[Mailman-Developers] 2.0.8 - qrunner on solaris

Barry A. Warsaw barry@zope.com
Fri, 29 Mar 2002 14:02:42 -0500


>>>>> "RE" == Rob Ellis <rob@web.ca> writes:

    RE> I'm not sure if this is appropriate here, so apologies in
    RE> advance if it isn't...

Yup, this is the right place.

    RE> We're using Mailman 2.0.8 on a sun ultra with solaris 8,
    RE> and we were running into two problems with qrunner...

    RE> The first was a race condition where this code in qrunner

    RE> - # If the .db file has no corresponding .msg file, we might
    RE> as well - # remove the .db file, since there's little we can
    RE> do about it.  - if not os.path.exists(root+'.msg'): -
    RE> syslog('qrunner', 'Unlinking orphaned .db file: %s.db' % root)
    RE> - os.unlink(root+'.db')

    RE> was unlinking .db files before their corresponding .msg files
    RE> were created. We just removed those lines and it seems to be
    RE> ok -- no orphaned .db files and no more orphaned .msg files.

I don't think this is quite the right fix.  In MM2.0.x, qrunner keys
off the .msg file, and Message.Enqueue() is careful to write the .db
file first and then the .msg file.  You're right that there's a race
condition though, because the test in qrunner's main() is backwards!
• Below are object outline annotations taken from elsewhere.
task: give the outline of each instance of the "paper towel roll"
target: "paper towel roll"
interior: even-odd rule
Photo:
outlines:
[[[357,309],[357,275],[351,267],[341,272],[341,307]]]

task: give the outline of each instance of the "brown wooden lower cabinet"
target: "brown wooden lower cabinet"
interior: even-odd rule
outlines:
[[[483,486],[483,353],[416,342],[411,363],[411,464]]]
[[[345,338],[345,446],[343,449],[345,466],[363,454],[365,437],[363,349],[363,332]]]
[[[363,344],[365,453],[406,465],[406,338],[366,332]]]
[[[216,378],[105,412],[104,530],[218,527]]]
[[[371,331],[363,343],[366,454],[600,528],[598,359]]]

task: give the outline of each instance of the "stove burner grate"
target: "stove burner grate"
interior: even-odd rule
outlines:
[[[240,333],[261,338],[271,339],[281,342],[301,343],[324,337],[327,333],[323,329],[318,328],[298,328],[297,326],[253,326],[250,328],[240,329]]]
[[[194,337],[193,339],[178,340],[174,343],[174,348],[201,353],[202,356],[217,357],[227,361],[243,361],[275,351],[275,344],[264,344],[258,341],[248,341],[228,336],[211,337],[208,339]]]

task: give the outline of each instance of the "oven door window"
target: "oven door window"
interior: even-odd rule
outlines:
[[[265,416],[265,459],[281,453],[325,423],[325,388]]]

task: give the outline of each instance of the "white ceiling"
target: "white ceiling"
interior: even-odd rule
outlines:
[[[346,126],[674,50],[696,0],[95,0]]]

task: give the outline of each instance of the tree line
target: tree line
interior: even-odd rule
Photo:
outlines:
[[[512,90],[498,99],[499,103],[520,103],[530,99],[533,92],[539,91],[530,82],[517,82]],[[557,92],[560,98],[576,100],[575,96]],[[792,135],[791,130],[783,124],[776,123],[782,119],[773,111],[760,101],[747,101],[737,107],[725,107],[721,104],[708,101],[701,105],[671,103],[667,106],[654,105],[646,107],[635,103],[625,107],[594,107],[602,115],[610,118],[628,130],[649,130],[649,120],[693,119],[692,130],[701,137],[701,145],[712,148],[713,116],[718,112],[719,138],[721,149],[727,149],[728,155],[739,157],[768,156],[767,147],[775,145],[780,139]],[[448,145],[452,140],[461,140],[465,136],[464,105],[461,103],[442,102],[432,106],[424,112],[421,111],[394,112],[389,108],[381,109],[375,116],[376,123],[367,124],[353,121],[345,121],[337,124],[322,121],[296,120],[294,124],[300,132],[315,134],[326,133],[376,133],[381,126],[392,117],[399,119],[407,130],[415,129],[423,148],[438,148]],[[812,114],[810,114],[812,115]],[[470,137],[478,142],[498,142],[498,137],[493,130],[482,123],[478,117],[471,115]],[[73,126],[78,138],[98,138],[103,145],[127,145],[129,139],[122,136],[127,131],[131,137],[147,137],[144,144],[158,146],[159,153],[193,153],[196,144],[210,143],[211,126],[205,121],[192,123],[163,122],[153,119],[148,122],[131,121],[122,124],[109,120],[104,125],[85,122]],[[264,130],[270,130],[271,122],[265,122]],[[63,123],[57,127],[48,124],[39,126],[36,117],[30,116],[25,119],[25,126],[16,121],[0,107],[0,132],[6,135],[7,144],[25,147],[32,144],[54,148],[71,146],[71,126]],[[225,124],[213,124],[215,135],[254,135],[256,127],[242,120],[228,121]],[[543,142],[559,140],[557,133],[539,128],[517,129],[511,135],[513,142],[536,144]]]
Since the .db is written first, followed by the .msg, you really want
to look for orphaned .msg files not .db files.  This is because .db
files may legitimately not have a corresponding .msg file if the
enqueing processes hasn't completed yet.  See the attached patch for a
better solution, which also includes some paranoia guards in
Message.Enqueue() so that it atomically makes the .msg files
available.

Note: this patch is untested, and I don't think I'll get to testing it
today.  I will likely test it next week on python.org (yikes!) and if
it looks good, I will issue a MM2.0.9 with this fix (and a few
others).  I'd appreciate it if someone else could verify this works
and doesn't break anything else.

    RE> The second problem was that qrunner was crashing on some kinds
    RE> of bounce messages (?), causing messages to pile up in the
    RE> queue occasionally. It was generating errors like this:

    RE> The patch below seems to fix the problem (?)... we're now 
    RE> seeing some errors like this:

Good patch.  This can happen if a message doesn't have a Content-Type:
header at all.  This will be in MM2.0.9 as well.

-Barry

-------------------- snip snip --------------------
Index: Mailman/Message.py
===================================================================
RCS file: /cvsroot/mailman/mailman/Mailman/Message.py,v
retrieving revision 1.40
diff -u -r1.40 Message.py
--- Mailman/Message.py	2 Aug 2000 02:00:13 -0000	1.40
+++ Mailman/Message.py	29 Mar 2002 19:00:57 -0000
@@ -177,11 +177,14 @@
         marshal.dump(msgdata, dbfp)
         dbfp.close()
         # If it doesn't already exist, or if the text of the message has
-        # changed, write the message file to disk.
+        # changed, write the message file to disk, but do it atomically so as
+        # not to hit a race condition with the qrunner.
         if not existsp or dirty:
-            msgfp = Utils.open_ex(msgfile, 'w')
+            tmpfile = msgfile + '.tmp'
+            msgfp = Utils.open_ex(tmpfile, 'w')
             msgfp.write(text)
             msgfp.close()
+            os.rename(tmpfile, msgfile)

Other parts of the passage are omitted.